Forum Discussion
CirrusApply ACL to an F5 VIP (11.4.1)
Hi
"Source" Option in the WebUI under the F5 VIP only seems to allow for one subset.
"Packet filter" only seems to apply to VLAN's.
Do I have to create an iRule for this? If so, what would be the most efficient method to just match on specific source addresses and allow only that subnets. e.g. below
2 match source-address 172.18.50.0 255.255.255.0 3 match source-address 10.12.20.0 255.255.252.0 4 match source-address 10.12.25.0 255.255.255.0
In regards to 11.4.1, we are only using the /Common parition if a datagroup was the best method.
Thanks!
3 Replies
- nitass
Employee
Do I have to create an iRule for this?
you can create multiple identical virtual servers but different source. anyway, i would prefer using irule rather than multiple virtual servers.

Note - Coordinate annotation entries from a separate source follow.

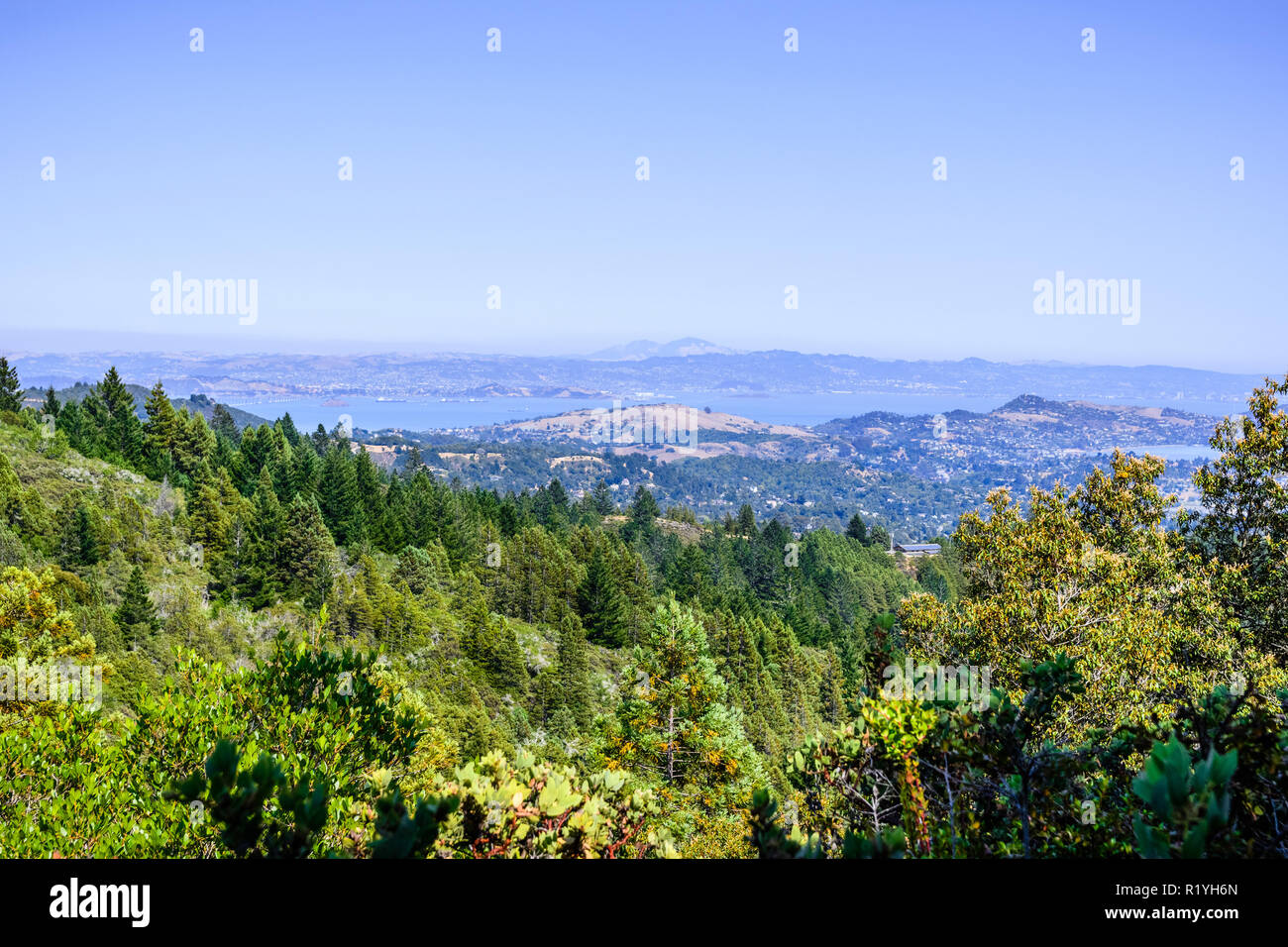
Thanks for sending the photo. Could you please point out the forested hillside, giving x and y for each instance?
(305, 655)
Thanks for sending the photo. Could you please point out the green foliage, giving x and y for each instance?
(1190, 804)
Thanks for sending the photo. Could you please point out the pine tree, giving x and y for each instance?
(601, 500)
(160, 433)
(574, 674)
(307, 552)
(673, 723)
(600, 602)
(262, 579)
(11, 389)
(338, 496)
(123, 432)
(137, 615)
(644, 508)
(223, 424)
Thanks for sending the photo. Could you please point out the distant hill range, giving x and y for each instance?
(686, 367)
(194, 403)
(1025, 429)
(643, 348)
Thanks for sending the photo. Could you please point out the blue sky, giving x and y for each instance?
(768, 169)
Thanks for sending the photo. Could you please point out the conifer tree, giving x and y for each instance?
(673, 723)
(601, 500)
(600, 602)
(137, 615)
(11, 389)
(574, 672)
(307, 551)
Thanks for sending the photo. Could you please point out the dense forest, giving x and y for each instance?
(304, 655)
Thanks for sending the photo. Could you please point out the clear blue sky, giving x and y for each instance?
(518, 169)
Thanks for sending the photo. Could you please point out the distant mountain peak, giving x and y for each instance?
(645, 348)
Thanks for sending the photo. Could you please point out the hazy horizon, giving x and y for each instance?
(771, 171)
(189, 347)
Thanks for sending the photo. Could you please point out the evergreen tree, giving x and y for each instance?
(11, 390)
(262, 581)
(161, 432)
(673, 723)
(574, 674)
(600, 603)
(601, 500)
(223, 424)
(137, 615)
(123, 432)
(307, 552)
(338, 496)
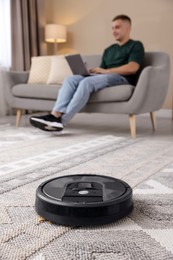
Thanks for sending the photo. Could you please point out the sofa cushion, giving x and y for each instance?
(59, 70)
(110, 94)
(40, 69)
(36, 91)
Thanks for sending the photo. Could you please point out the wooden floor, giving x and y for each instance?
(112, 124)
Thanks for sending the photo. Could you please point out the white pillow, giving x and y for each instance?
(40, 69)
(59, 70)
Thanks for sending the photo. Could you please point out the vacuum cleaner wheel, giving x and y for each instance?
(81, 200)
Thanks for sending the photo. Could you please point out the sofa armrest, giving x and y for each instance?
(150, 90)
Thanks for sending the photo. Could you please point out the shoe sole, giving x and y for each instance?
(46, 127)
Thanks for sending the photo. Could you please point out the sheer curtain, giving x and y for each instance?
(27, 22)
(5, 47)
(5, 34)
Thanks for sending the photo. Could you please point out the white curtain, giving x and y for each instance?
(5, 34)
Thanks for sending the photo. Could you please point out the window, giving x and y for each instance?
(5, 34)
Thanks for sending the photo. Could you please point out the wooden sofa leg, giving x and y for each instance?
(153, 120)
(19, 113)
(132, 120)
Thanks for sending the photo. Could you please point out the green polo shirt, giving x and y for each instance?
(117, 55)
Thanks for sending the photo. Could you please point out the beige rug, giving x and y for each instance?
(29, 157)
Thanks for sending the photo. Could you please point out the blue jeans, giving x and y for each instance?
(76, 90)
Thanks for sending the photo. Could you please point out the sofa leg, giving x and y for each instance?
(132, 120)
(19, 113)
(153, 120)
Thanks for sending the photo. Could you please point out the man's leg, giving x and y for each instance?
(87, 86)
(52, 122)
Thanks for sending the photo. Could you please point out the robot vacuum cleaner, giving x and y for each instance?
(82, 200)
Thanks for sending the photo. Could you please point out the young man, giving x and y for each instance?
(120, 65)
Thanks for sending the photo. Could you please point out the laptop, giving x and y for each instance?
(77, 65)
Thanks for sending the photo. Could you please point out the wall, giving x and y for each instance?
(89, 25)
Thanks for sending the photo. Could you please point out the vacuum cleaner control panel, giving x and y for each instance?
(83, 192)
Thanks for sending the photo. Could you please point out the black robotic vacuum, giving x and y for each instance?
(82, 200)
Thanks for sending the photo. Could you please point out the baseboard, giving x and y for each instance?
(167, 113)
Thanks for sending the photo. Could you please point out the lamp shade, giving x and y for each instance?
(55, 33)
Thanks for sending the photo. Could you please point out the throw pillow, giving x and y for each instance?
(59, 70)
(40, 69)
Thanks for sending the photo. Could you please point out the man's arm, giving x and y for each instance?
(127, 69)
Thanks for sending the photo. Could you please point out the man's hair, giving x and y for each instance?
(122, 17)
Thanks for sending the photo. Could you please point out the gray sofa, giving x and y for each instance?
(147, 96)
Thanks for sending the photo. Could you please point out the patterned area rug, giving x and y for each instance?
(29, 157)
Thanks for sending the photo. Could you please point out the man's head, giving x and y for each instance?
(121, 26)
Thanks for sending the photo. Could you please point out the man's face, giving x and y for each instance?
(120, 30)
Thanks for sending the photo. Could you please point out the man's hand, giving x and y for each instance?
(99, 70)
(127, 69)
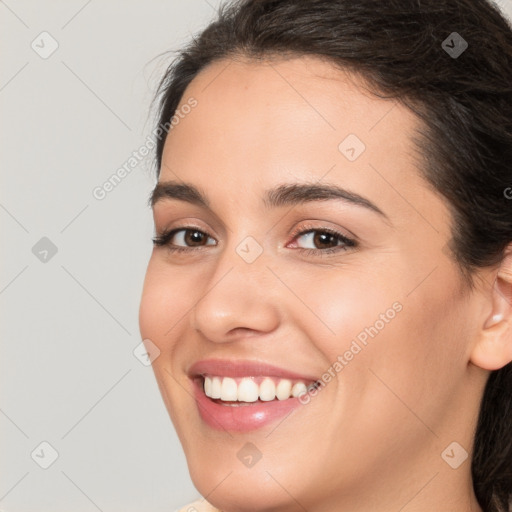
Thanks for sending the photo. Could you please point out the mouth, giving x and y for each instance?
(246, 390)
(241, 396)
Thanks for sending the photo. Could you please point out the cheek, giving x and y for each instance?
(162, 303)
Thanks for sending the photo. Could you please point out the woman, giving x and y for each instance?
(330, 288)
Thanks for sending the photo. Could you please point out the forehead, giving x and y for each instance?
(276, 120)
(273, 105)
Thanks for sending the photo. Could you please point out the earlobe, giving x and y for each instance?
(493, 348)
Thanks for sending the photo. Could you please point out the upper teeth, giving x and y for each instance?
(248, 390)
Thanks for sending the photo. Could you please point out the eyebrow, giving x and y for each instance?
(288, 194)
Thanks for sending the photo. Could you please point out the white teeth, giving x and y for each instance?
(208, 386)
(283, 389)
(216, 388)
(229, 389)
(247, 389)
(267, 390)
(298, 389)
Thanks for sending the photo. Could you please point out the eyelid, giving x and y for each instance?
(348, 242)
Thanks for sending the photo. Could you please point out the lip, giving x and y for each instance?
(244, 368)
(241, 418)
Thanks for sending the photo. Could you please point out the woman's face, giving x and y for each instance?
(276, 286)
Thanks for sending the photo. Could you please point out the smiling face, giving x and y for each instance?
(311, 249)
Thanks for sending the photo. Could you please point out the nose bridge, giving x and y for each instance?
(237, 294)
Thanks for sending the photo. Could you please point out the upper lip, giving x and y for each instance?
(243, 368)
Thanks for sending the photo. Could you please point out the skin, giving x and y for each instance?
(372, 438)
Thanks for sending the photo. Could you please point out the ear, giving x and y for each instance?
(493, 348)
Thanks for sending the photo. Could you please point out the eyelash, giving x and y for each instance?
(165, 237)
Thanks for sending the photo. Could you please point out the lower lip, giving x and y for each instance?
(241, 418)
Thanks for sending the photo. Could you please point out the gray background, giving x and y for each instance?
(70, 319)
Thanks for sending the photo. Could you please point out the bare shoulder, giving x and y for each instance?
(200, 505)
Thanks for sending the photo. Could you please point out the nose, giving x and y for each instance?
(239, 299)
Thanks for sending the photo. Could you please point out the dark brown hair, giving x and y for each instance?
(406, 50)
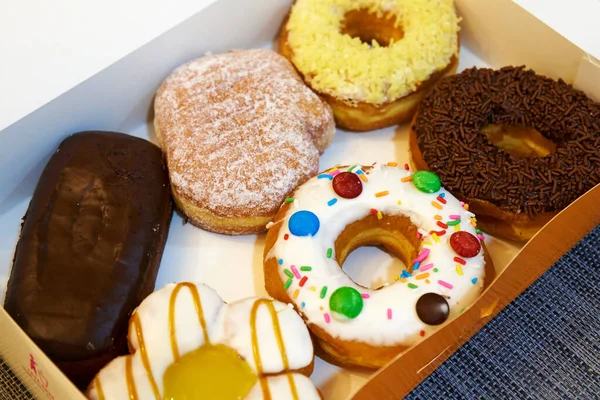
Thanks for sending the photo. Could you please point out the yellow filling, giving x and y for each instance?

Access Control Based On Network Or Host by Aaron
https://devcentral.f5.com/wiki/irules.AccessControlBasedOnNetworkOrHost.ashxpacket filter affects both admin and client traffic. i would prefer it as the last resource.
just my 2 cents.
TJ_VreugdenhilThank you nitass. That is helpful, however, do you know where I can find an 11.x (11.4.1) iRule example? Aaron's link includes one for 9 and 10, and not yet for 11. Would you happen to have a simple sample for 11.4.1 to allow for a group of source networks?
Thanks!
- nitass
do you know where I can find an 11.x (11.4.1) iRule example?
10.x version is also applicable for 11.x.